How we work out earnings
People who work for an employer
If your customer or their partner work for an employer, their gross earnings are all their wages and other payments from that employment, including bonuses, commissions, fees, retainers, sick pay and attendance allowances.
We also count as earnings:
- the value of non-cash vouchers, such as tokens from supermarkets and chain stores, if National Insurance (NI) contributions have been paid on their value.
We do not count certain payments as earnings, for example:
- payments in kind, such as groceries.
We then deduct from your customer’s gross earnings:
- any tax and NI contributions
- half of any contributions towards occupational or personal pension schemes.
What is left counts as earnings in our Pension Credit calculations.

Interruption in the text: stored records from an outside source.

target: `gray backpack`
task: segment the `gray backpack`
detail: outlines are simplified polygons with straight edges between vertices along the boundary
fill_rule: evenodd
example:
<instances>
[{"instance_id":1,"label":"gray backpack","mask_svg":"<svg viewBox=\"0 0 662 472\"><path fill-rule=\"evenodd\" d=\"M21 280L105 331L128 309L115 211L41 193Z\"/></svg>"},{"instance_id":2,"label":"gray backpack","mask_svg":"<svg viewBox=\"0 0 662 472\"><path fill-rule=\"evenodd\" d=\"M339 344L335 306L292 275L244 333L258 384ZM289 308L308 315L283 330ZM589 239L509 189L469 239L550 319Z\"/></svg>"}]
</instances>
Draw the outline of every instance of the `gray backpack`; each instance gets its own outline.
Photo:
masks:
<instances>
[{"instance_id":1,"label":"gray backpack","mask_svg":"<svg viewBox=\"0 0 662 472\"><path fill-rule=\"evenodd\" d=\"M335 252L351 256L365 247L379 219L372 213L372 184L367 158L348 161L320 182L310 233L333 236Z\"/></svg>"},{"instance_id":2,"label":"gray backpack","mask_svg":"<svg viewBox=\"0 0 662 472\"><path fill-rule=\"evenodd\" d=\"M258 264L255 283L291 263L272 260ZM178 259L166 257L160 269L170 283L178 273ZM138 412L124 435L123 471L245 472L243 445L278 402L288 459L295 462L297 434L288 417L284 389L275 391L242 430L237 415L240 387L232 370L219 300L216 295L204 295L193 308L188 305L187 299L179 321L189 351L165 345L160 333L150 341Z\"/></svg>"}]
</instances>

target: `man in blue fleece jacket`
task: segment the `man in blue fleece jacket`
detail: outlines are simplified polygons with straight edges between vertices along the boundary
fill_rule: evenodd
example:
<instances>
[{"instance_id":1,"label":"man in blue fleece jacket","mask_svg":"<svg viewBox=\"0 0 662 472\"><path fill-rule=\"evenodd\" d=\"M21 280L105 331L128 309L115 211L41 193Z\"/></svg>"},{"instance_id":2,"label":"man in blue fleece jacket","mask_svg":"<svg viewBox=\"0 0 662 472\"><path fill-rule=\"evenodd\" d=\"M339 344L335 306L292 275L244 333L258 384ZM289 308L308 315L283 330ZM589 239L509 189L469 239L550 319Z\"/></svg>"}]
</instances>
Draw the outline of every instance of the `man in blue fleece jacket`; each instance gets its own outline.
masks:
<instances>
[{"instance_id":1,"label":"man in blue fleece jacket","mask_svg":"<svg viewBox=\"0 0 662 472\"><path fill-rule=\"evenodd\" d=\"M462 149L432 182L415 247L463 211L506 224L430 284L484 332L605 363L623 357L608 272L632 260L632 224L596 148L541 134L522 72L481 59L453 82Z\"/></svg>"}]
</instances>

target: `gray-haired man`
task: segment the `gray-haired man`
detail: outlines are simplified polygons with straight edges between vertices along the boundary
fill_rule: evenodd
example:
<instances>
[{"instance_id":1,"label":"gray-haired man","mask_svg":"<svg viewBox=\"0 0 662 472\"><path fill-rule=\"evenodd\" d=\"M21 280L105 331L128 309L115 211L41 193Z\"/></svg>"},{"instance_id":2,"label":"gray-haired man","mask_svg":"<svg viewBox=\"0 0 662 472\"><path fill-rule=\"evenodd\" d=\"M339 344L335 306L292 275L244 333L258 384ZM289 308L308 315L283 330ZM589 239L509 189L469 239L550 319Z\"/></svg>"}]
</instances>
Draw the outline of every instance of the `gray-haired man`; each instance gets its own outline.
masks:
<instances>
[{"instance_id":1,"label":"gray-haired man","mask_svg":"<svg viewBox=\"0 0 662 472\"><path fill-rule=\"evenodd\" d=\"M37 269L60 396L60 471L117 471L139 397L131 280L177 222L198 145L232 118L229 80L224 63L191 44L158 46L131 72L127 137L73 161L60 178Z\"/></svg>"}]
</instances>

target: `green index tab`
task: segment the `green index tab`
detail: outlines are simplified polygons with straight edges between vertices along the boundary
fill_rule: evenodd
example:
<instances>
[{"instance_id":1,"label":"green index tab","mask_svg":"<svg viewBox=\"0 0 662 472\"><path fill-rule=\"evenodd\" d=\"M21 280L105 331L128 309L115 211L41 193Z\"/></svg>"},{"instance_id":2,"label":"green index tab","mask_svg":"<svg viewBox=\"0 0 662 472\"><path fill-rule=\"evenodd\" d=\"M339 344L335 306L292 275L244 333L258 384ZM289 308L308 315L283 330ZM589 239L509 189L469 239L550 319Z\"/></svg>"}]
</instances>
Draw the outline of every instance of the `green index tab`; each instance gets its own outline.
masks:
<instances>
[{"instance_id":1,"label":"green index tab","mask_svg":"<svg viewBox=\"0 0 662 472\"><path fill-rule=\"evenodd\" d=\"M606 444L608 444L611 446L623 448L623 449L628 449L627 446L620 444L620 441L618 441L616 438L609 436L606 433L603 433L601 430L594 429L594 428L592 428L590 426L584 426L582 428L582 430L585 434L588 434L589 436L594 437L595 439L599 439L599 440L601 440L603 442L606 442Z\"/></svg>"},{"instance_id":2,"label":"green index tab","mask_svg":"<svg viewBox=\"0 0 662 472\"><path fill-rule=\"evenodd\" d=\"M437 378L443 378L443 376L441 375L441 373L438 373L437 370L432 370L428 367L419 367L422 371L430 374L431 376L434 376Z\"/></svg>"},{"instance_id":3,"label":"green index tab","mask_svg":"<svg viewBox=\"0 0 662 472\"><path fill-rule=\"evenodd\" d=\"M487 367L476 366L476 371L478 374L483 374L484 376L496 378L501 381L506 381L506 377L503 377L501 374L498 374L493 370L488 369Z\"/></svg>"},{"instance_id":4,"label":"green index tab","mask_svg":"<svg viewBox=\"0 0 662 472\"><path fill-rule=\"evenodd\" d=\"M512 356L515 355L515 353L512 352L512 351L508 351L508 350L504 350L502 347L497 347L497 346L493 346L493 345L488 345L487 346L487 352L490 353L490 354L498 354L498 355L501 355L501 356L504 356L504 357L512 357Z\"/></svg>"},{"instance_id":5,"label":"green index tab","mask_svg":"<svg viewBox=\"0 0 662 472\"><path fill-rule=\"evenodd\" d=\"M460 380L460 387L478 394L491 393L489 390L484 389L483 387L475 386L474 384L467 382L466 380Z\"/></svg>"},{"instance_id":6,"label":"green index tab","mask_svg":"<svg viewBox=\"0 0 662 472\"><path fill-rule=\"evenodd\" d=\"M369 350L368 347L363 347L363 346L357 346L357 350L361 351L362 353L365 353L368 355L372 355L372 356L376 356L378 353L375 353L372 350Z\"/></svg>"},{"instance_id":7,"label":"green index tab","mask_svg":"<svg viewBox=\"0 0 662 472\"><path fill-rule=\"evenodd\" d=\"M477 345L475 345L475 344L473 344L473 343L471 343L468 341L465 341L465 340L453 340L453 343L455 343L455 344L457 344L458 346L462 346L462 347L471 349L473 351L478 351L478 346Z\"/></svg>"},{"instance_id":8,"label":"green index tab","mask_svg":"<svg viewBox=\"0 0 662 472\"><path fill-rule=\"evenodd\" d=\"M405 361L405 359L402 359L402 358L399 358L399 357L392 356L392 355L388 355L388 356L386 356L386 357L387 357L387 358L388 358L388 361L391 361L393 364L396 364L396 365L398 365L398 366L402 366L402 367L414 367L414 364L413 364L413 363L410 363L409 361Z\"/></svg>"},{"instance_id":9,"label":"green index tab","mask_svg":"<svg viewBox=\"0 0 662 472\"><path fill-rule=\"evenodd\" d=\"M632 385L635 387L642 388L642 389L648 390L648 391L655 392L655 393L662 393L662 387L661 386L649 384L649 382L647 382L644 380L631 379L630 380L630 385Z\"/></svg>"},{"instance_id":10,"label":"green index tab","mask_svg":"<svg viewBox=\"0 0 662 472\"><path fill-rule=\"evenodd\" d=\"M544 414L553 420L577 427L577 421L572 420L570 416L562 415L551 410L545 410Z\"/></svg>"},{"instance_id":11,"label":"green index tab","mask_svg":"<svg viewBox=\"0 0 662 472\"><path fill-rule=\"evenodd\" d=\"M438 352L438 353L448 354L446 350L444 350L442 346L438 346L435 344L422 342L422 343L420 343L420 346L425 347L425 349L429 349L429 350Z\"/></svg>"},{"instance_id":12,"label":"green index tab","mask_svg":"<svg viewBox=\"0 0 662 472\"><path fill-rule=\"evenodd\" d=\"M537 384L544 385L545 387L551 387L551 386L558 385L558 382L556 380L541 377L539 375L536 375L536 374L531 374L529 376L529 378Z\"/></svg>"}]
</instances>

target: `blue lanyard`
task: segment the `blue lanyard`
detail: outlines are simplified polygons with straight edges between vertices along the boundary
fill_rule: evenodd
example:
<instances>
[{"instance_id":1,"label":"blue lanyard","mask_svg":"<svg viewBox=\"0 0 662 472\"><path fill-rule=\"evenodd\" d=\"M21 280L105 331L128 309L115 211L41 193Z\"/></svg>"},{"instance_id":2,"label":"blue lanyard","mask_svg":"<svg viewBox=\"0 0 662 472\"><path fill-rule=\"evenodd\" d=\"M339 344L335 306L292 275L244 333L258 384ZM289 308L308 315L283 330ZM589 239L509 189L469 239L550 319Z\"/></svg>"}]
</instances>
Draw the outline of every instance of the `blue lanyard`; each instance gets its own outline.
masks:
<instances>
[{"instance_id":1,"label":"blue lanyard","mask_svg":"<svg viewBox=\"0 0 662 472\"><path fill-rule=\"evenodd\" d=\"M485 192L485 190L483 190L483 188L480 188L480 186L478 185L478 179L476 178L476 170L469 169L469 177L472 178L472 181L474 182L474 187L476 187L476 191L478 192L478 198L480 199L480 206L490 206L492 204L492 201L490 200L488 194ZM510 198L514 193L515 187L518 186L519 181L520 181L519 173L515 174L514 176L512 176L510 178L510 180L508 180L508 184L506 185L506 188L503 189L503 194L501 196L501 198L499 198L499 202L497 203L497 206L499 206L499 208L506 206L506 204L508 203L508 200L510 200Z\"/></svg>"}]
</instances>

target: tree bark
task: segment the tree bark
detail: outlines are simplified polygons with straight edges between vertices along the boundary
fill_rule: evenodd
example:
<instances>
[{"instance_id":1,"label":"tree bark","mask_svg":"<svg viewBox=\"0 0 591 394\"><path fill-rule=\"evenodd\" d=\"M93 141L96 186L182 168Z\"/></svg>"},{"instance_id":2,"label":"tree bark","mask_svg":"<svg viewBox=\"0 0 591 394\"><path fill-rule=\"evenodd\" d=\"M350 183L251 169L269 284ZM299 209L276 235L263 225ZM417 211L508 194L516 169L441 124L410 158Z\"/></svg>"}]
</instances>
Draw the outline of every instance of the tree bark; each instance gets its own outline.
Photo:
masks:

People who are self-employed
If your customer or their partner is self-employed, their earnings are the net profit from that employment. This profit is normally calculated over the previous year but another period may be used if this will be more accurate.
We then deduct the following expenses from gross income to calculate net profit:
- necessary expenses for the business, such as money spent on repairing equipment, interest on a business loan and excess VAT paid while your customer is getting Pension Credit. (This does not cover capital expenditure, depreciation, money for business expansion and business entertainment)
- repayment of capital on loans for replacement and repair of business equipment. (This does not cover any other loans)
- Income Tax and National Insurance (Class 2 and Class 4) contributions, if payable. (These are calculated on a notional basis),
- half of all premiums paid for a personal pension.
Childminders
If your customer works as a childminder in their own home, one-third of their gross income counts as earnings and two-thirds is treated as expenses and is ignored completely.